Mistake 5 β€” Forgetting the sentinel in histogram

// BUG β€” bars taller than all others are never processed
for (int i = 0; i < n; i++) { ... }   // loop ends, stack still has indices

// FIX β€” add trailing sentinel 0 to force all pops
for (int i = 0; i <= n; i++) {
    int h = (i == n) ? 0 : arr[i];   // sentinel forces all remaining pops
    ...
}

Mistake 6 β€” Using Stack (legacy class)

// WRONG β€” Stack is synchronized, slow, legacy
Stack<Integer> st = new Stack<>();

// CORRECT β€” ArrayDeque is the Java-recommended modern stack
Deque<Integer> st = new ArrayDeque<>();
// push β†’ st.push(x)   peek β†’ st.peek()   pop β†’ st.pop()

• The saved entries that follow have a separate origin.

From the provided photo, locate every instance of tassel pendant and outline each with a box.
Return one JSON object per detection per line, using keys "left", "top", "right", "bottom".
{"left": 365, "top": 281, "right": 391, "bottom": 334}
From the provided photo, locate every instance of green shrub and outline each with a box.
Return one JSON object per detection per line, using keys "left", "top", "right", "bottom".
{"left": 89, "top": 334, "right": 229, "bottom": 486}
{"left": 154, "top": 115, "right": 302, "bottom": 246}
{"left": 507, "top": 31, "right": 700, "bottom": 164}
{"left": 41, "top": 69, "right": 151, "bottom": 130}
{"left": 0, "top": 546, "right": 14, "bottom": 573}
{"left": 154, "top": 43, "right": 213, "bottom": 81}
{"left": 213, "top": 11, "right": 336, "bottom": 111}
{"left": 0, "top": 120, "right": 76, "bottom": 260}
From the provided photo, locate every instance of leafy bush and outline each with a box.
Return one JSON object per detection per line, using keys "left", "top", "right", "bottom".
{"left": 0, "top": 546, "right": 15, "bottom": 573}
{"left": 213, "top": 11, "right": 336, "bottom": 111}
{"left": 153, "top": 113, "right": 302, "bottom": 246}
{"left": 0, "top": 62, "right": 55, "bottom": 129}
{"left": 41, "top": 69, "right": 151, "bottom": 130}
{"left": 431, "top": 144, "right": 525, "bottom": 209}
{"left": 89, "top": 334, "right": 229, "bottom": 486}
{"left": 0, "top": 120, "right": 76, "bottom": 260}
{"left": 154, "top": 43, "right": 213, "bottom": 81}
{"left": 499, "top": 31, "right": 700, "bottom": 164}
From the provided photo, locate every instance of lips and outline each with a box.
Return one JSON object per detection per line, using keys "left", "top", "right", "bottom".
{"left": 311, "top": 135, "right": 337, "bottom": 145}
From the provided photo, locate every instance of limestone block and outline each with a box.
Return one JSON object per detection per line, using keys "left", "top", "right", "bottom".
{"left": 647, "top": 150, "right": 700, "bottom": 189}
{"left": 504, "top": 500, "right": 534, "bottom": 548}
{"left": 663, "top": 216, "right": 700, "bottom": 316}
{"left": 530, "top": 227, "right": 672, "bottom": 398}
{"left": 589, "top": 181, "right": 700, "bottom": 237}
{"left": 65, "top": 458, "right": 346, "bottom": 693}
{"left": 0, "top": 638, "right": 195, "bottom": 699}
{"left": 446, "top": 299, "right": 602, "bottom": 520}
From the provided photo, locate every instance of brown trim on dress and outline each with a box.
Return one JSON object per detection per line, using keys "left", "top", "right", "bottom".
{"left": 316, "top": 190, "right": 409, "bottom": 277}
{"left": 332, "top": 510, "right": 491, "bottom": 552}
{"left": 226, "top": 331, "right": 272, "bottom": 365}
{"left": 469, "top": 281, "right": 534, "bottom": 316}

Mistake 7 β€” Forgetting to reverse when rebuilding from stack

// BUG β€” stack is LIFO, reading directly gives reversed result
StringBuilder sb = new StringBuilder();
while (!st.isEmpty()) sb.append((char) st.pop()[0]);
// sb is in reverse order!

// FIX β€” either reverse at end, or iterate list after Collections.reverse()
List<int[]> list = new ArrayList<>(st);
Collections.reverse(list);                    // reverse first
for (int[] pair : list) { ... append pair ... }

Mistake 8 β€” Forgetting to clear forward stack on browser visit

// BUG β€” old forward history persists after visiting a new page
public void visit(String url) {
    back.push(curr);
    curr = url;
    // forgot: forward.clear()  β†’ stale forward history!
}

// FIX
public void visit(String url) {
    back.push(curr); curr = url; forward.clear();   // always clear forward on new visit
}

9. Complexity summary

Problem / Variant Time Space Notes
All Monotonic Stack problems O(n) O(n) each element pushed/popped at most once
Largest Rectangle in Histogram O(n) O(n) sentinel forces all pops
Trapping Rain Water O(n) O(n) single pass with stack
Sum of Subarray Minimums O(n) O(n) contribution per element
k-Duplicate Removal O(n) O(n) single pass, each char processed once
Valid Parentheses O(n) O(n) single pass
Decode String O(n) O(n) n = output length (can be larger than input)
Evaluate RPN O(n) O(n) n = number of tokens
Basic Calculator II O(n) O(n) single pass with sign tracking
Min Stack O(1) per op O(n) augmented stack stores min alongside
Queue via Two Stacks O(1) amortized O(n) transfer is amortized O(1) per element
Browser History O(steps) per op O(n) bounded by history length
Max Frequency Stack O(log n) or O(1) O(n) depending on implementation

General rules:

  • All stack problems are O(n) time β€” each element enters and leaves the stack at most once.
  • Space is O(n) β€” worst case all elements are in the stack at once.
  • Exception: Decode String β€” output can be exponentially larger, but stack depth is O(n).
  • Min Stack, Queue via Two Stacks β€” amortized O(1) per operation.

Stack is the backbone of 5+ distinct problem families. Master the monotonic stack first β€” it covers histogram, rain water, NGE, stock span, and subarray minimums all with ONE template.